Abstract
En dressant le portrait de trois satanistes français, il s’agit tout d’abord de lever le voile sur le regard qu’ils portent sur Satan et sur les pratiques auxquelles ils s’adonnent dans le cadre de leurs croyances. L’auteur montre ainsi dans quelle mesure le satanisme est symptomatique des grandes tendances qui touchent la religiosité contemporaine. Ensuite, à travers la délicate question du nombre de satanistes que le territoire français abrite, l’auteur se montre attentif au fossé existant entre les pouvoirs publics, dont les travaux sont relayés par les médias, et l’expérience vécue des satanistes, mais également des métalleux et des gothics, tous pointés du doigt dans un même mouvement. Enfin, cette mise en perspective le conduit à opérer une distinction entre le satanisme et l’imaginaire satanique, d’un côté, et le satanisme et les exactions dites “sataniques”, de l’autre.

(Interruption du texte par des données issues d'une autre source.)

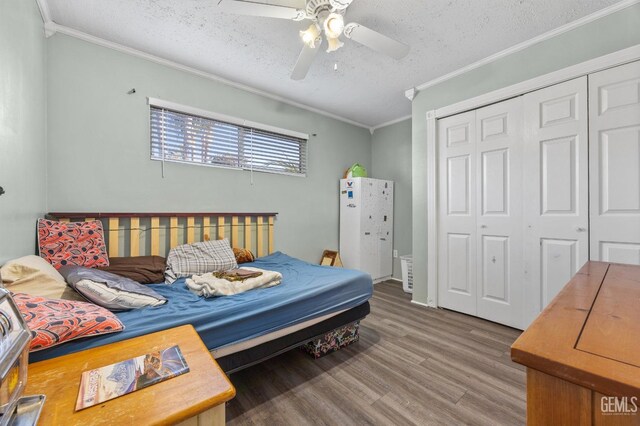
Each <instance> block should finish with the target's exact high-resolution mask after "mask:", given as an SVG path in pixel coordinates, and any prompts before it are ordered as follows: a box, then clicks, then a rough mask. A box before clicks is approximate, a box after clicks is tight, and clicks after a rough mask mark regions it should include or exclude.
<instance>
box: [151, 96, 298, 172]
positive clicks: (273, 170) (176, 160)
mask: <svg viewBox="0 0 640 426" xmlns="http://www.w3.org/2000/svg"><path fill="white" fill-rule="evenodd" d="M147 101H148V102H147V103H148V105H149V117H151V107H155V108H162V109H167V110H170V111H175V112H178V113H182V114H187V115H193V116H196V117H202V118H208V119H211V120H216V121H221V122H224V123H229V124H233V125H237V126H241V127H243V128H244V127H249V128H253V129H256V130H261V131H266V132H270V133H277V134H280V135H283V136H289V137H293V138H297V139H304V140H305V141H306V143H305V146H304V150H305V152H304V158H305V164H304V165H305V170H304V172H303V173H288V172H282V171H277V170H264V169H252V168H250V167H233V166H224V165H219V164H206V163H200V162H195V161H180V160H174V159H167V158H165V156H164V154H163V156H162V157H163V158H157V157H153V156H151V160H153V161H162V162H163V163H164V162H172V163H181V164H191V165H196V166H205V167H217V168H223V169H230V170H252V171H255V172H260V173H273V174H279V175H286V176H297V177H306V176H307V169H308V164H309V161H308V150H309V148H308V144H309V134H307V133H301V132H297V131H295V130H289V129H283V128H280V127H275V126H271V125H268V124H264V123H258V122H255V121H250V120H245V119H243V118H239V117H233V116H230V115H225V114H220V113H215V112H211V111H207V110H204V109H200V108H195V107H191V106H188V105H183V104H179V103H176V102H171V101H165V100H162V99H157V98H151V97H150V98H147ZM149 139H150V140H149V142H150V143H151V135H150V137H149Z"/></svg>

By analysing three French Satanists, the author aims to lift the veil on their perceptions of Satan and on the practices that they perform within the framework of their beliefs. The author demonstrates how Satanism is symptomatic of the major trends affecting contemporary religiosity. Then through the delicate question of the number of Satanists in France, the author draws attention to the gulf between public authorities, whose work is relayed by the media, and Satanists, but also of metalheads and gothics, all denounced as being part of a single movement. These observations having been made, the author concludes by making a distinction between Satanism and Satanic imaginary on the one hand, and between Satanism and so-called “satanic” acts on the other.